In another embodiment, one or more of the sub-classes of cancer is not associated with a gene amplification or gene reduction event, for example is associated with a change in the RNA expression level of a particular gene due to other mechanisms. For example, such mechanisms can involve a mutation in the gene that is used to classify the cancer, or a mutation in a gene that encodes for a regulatory protein that affects the expression level of the gene that is used to classify the cancer.

Other mechanisms that can result in altered gene expression that is used to classify the cancer include:

altered signal transduction pathway due to increased or decreased proliferation signals or lack of a negative feedback mechanism (exemplified by low PP2A activity); genetic translocations;

activating mutations;

reduced expression/activity of tumour suppressors due to gene deletion, inactivating mutations; and

epigenetic mechanisms such as hypermethylation.
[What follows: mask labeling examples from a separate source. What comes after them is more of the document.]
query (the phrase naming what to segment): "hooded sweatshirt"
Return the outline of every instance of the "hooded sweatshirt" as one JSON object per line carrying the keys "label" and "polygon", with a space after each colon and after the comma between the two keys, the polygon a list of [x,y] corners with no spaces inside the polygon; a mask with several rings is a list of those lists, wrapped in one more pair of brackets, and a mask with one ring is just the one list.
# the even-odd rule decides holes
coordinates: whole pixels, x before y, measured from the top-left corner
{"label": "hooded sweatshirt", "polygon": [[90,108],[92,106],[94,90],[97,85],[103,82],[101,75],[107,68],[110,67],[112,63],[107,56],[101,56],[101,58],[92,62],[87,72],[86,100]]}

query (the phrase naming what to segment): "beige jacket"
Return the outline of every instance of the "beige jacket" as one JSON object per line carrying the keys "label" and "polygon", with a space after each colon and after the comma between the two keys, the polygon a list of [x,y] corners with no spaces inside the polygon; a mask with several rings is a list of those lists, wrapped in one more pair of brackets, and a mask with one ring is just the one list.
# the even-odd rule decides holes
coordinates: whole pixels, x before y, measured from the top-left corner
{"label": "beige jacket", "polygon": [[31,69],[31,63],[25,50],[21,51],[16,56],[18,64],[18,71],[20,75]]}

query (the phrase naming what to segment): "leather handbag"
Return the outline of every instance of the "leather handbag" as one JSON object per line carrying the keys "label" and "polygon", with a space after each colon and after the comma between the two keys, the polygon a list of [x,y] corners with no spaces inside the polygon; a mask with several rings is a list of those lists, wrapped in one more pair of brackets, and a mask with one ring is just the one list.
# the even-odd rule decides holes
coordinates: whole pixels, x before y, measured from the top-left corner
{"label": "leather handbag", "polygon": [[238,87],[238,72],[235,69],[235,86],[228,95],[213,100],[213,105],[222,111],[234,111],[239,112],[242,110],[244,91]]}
It is considered that hypermethylation in particular has significant effects on gene expression and the resulting changes in RNA expression can be detected using the methods of the invention.

In one embodiment at least one sub-class of cancer is associated with a gene amplification event. In another embodiment, at least one sub-class of cancer is associated with an overexpression of a particular gene.

Accordingly in one embodiment one or more of the sub-classes of cancer is associated with an increase or decrease in copy number of a gene.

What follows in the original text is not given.